General information
- Location: Durgapur, Narail Bangladesh
- Coordinates: 23°11′22″N 89°30′50″E﻿ / ﻿23.18953°N 89.51398°E
- Owner: Bangladesh Railway
- Line: Dhaka–Jessore line
- Platforms: 2
- Tracks: 3

Construction
- Structure type: Standard (on ground station)
- Parking: Yes
- Cycle facilities: Yes
- Accessible: Yes

Other information
- Status: Opened
- Station code: NARL

History
- Opened: December 24, 2024; 19 months ago

Services
| Preceding station | Bangladesh Railway |  |  | Following station |
| Lohagara towards Kamalapur |  | Dhaka–Jessore |  | Jamdia towards Rupdia or Singia Junction |

Location

= Narail railway station =

Railway station in Bangladesh

Narail Railway Station is one of two railway stations on Dhaka–Jessore line located in Narail, Bangladesh.
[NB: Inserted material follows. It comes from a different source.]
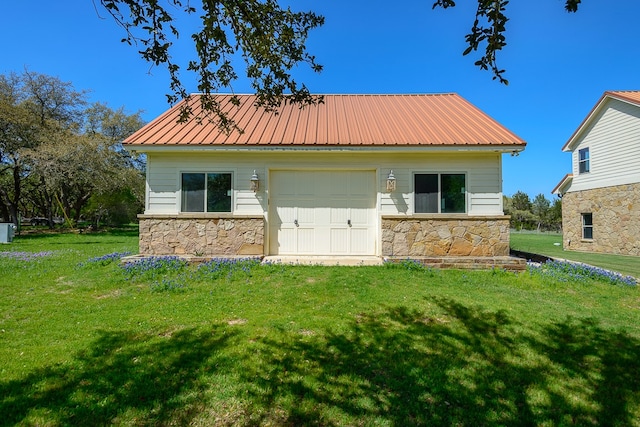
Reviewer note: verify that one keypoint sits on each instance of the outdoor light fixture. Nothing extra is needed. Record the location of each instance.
(255, 182)
(391, 181)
It is one of two railway stations in the Narail District are constructed under the Padma Bridge Rail Link project.

==History==
Ministry of Railways built a 172 km broad-gauge railway. The railway line starts from Dhaka, capital of Bangladesh to Jessore. Under the Railway Link Project of Padma Bridge, 14 railway stations will be built and 6 railway station will be repaired. 310 rail bridges will be built for the new railway line. 66 of 310 are major and 244 are minor bridges. As part of this project, a railway station is under construction at Durgapur in Narail which was expected to be completed by April 2024. However it was completed on December 24, 2024.